While having a conversation with my posse at friend’s winery yesterday, our subject matter turned to the erotic. For my friends, who surrounded me as I held court yet once again, they eagerly listened to what I had to say on the subjects our minds go when we are a bit buzzed and enjoying light banter and fun. When I did become an expert here? Not! Still, I had some thoughts readily shared with my honesty, boldness; clinical explanations thrown in.
“Intimacy can be quite erotic for most men,” I said. “For most women the erotic component just isn’t there as they crave intimacy often trading sex for the intimacy,” “Men relish staying in the role of enjoyment of the erotic long after intimacy is gone in their relationships, even with wives because wives give up on intimacy, the reason why marriage is not for me” These were my statements just thought material for my boys who are nice guys, all married for many years.
“How do you figure this?”, one of them asked me. That was a good question but I implored him to think about even this conversation.
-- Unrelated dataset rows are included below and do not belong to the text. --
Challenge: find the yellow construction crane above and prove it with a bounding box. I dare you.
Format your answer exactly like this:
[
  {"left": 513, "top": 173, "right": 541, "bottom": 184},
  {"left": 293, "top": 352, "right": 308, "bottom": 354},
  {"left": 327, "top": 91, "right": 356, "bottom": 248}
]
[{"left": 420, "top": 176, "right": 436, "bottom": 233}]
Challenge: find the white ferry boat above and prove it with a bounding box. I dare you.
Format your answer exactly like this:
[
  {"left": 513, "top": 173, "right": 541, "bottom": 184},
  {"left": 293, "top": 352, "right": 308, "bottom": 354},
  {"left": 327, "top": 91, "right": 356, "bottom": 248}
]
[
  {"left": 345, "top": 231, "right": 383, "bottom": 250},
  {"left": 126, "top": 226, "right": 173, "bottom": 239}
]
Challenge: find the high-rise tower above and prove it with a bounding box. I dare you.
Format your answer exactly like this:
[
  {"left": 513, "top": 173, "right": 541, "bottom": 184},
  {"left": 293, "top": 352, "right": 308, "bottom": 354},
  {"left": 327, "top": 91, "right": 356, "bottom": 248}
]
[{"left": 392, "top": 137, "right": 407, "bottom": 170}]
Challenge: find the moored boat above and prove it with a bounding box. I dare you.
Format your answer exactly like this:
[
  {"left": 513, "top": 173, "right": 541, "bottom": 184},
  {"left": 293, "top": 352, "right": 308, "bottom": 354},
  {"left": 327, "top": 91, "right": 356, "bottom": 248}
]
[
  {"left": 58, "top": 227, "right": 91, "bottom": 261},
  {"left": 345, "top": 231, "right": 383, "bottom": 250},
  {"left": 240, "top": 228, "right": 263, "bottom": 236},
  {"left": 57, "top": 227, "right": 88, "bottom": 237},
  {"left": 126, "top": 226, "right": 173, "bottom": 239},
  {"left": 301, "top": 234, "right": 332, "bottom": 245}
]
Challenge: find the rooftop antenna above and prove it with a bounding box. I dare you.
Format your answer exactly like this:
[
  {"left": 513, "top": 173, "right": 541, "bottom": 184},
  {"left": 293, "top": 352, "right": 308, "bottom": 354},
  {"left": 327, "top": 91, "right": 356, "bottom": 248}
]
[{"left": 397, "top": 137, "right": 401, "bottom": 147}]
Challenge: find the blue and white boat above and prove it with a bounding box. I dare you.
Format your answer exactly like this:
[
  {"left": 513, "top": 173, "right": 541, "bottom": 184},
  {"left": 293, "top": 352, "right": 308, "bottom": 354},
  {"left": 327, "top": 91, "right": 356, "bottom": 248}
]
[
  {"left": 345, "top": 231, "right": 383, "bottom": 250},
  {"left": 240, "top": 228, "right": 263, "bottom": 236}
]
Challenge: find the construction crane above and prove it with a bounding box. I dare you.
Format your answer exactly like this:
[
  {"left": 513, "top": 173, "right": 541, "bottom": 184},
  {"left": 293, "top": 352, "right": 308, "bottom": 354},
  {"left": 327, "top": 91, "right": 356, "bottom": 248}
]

I readily have to discuss intimate subjects with my patients as a physician. There is nothing more intimate than examination of the body as I search, no confirm, pathology and solve clinical problems. Trust me, there is no and never any erotica. Erotica can never be part of a clinical relationship.
For many in life, the intimacy goes quickly followed by loss of the erotic and then something of playing a role, keeping comfortable sets in and stays there. There is nothing wrong with being comfortable in the presence of another person, especially if you live with that person but as a solitary soul, I never want comfort without intimacy. I understand the erotic but it’s far buried for me; not to return; my heart smolders with the erotic but not with the intimate.
One can have intimacy in friendships and not confuse that intimacy with that which is erotic. The best kind of friendship is intimate, accepting and perhaps a bit celebrating. Such joy in an intimate connection with great spirits. My vineyard boys not appreciating that intimacy doesn’t involve my shoulder to revealed its bareness or my lace dress caressing my thigh, now becoming more muscular with my daily running though they found those gestures erotic- I definitely did not go there. I couldn’t stop laughing because I couldn’t even do this two weeks ago, too frightening for me.
I sipped my chardonnay reserve, tasting more fruitiness as it’s coldness touched my tongue after enjoying its bouquet. This wine was an aged white with the display of the environment of the grapes when they were picked; now captured forever. I settled in with coldness of the glass moving across my bare forearm with a smile. No boys, I experience the intimacy of savoring this wine without the erotic. I took a bit of your hearts, integrating them in this experience too. Don’t make the mistake of being confused as there was no confusion on my part. Consider the erotica without the intimacy!